The classification call uses Claude Haiku 4.5 at sub-cent costs to route the query to 2–4 relevant data sources instead of fanning out across 15–20. For a workspace with 20 data sources and 500 daily queries, this pre-routing eliminates 80–90% of retrieval fan-out. The max_sources=6 cap prevents a broad query like "summarize everything about our Q3 strategy" from routing to all sources simultaneously — it forces prioritization.

The data source map is the key artifact to maintain. It should reflect how your team actually organizes knowledge, not an aspirational taxonomy. If engineers actually use Slack more than Notion for technical decisions, the engineering domain should weight slack-engineering higher. Wrong routing is worse than fan-out if it misses the one source where the answer lives — calibrate the map against 50–100 real queries before deploying.

Failure mode 2: retrieval reformulation loop

When a user's question does not match the indexed content in the configured data sources, Dust's assistant sees low-relevance retrieved chunks. The LLM's response to low-quality retrieval is to reformulate its search internally and try again — refining query terms, changing the search angle, or trying different keywords. Each reformulation triggers another round of embedding calls and similarity searches across the connected sources. For topics genuinely absent from the corpus — a question about a product decision made before documents were indexed, or a question about a domain the workspace hasn't added yet — this produces a reformulation loop that charges for 3–6 retrieval round-trips without improving the result quality.

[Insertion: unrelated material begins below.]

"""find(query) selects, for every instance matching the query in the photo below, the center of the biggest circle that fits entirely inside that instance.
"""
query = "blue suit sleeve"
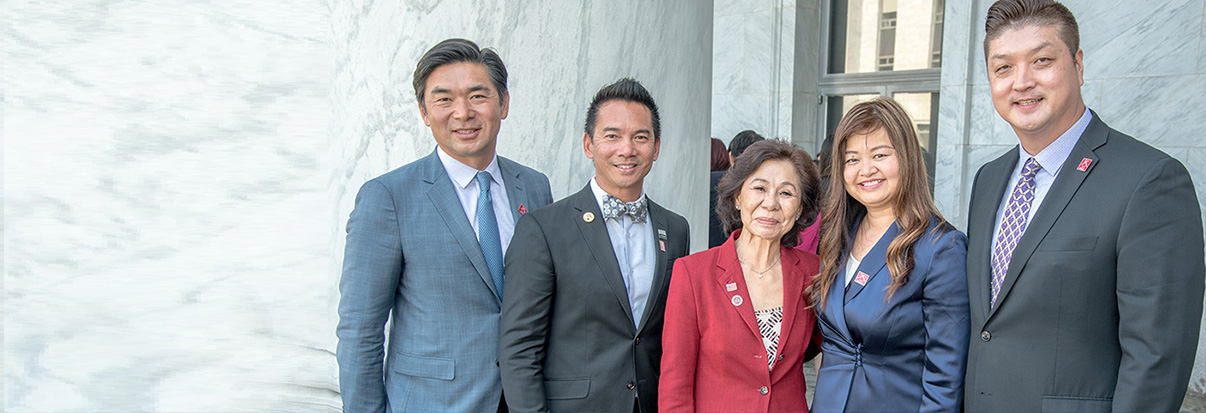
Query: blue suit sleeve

The reformulation pattern is subtle because it is not visible in Dust's standard usage logs as a distinct event type. What appears in the logs is a single conversation turn with unusually high token consumption — the overhead of multiple retrieval passes is absorbed into the per-message cost without a clear attribution. Teams notice it as "some queries are much more expensive than others" without a clear cause until they instrument the embedding call count per conversation turn.

Python — retrieval quality monitor to detect reformulation loops
from runguard import LoopDetector, LoopDetectedError
import time

class DustRetrievalQualityGuard:
    """
    Monitors retrieval similarity scores across reformulation attempts.
    Trips circuit breaker when consecutive low-quality results indicate
    the topic is absent from indexed data sources.
    """

    # Below this similarity score = "not in corpus"
    MIN_USEFUL_SIMILARITY = 0.40

    def __init__(
        self,
        max_low_quality_attempts: int = 3,
        window_seconds: int = 60,
    ):
        self._detector = LoopDetector(
            max_consecutive=max_low_quality_attempts,
            window_seconds=window_seconds,
        )
        self._attempt_count = 0
        self._start_time = time.monotonic()

    def evaluate_retrieval(
        self,
        query: str,
        top_similarity_score: float,
        source_id: str = "",
    ) -> bool:
        """
        Returns True if retrieval quality is acceptable (proceed with LLM call).
        Returns False if low-quality but under the attempt limit (try reformulation).
        Raises RuntimeError if max low-quality attempts are exhausted.
        """
        self._attempt_count += 1

        if top_similarity_score >= self.MIN_USEFUL_SIMILARITY:
            self._detector.record_success()
            return True

        label = (
            f"low_similarity:{top_similarity_score:.3f} "
            f"source={source_id!r} query={query[:60]!r}"
        )
        try:
            self._detector.record_error(label)
        except LoopDetectedError:
            elapsed = time.monotonic() - self._start_time
            raise RuntimeError(
                f"Retrieval circuit breaker tripped after {self._attempt_count} "
                f"low-quality attempts in {elapsed:.1f}s. "
                f"Topic likely absent from indexed data sources. "
                f"Last query: {query!r}. "
                f"Recommend: acknowledge knowledge gap rather than continuing retrieval."
            )

        return False  # permit one reformulation attempt


class DustConversationGuard:
    """
    Per-conversation wrapper that resets the retrieval quality guard
    between conversation turns while preserving turn-level state.
    """

    def __init__(self, max_reformulations_per_turn: int = 3):
        self._max = max_reformulations_per_turn
        self._turn_guard: DustRetrievalQualityGuard | None = None

    def start_turn(self) -> DustRetrievalQualityGuard:
        self._turn_guard = DustRetrievalQualityGuard(
            max_low_quality_attempts=self._max,
        )
        return self._turn_guard

    def end_turn(self) -> None:
        self._turn_guard = None

The guard wraps the retrieval step before the results are passed to the LLM. After three consecutive low-similarity retrievals on the same query topic, it raises rather than permitting another reformulation. The LLM then receives the guard's exception as its "retrieval result" and can formulate a response like "I don't have indexed information about this topic" — which is the correct, zero-waste answer for a knowledge gap, rather than a response assembled from irrelevant chunks after six retrieval attempts.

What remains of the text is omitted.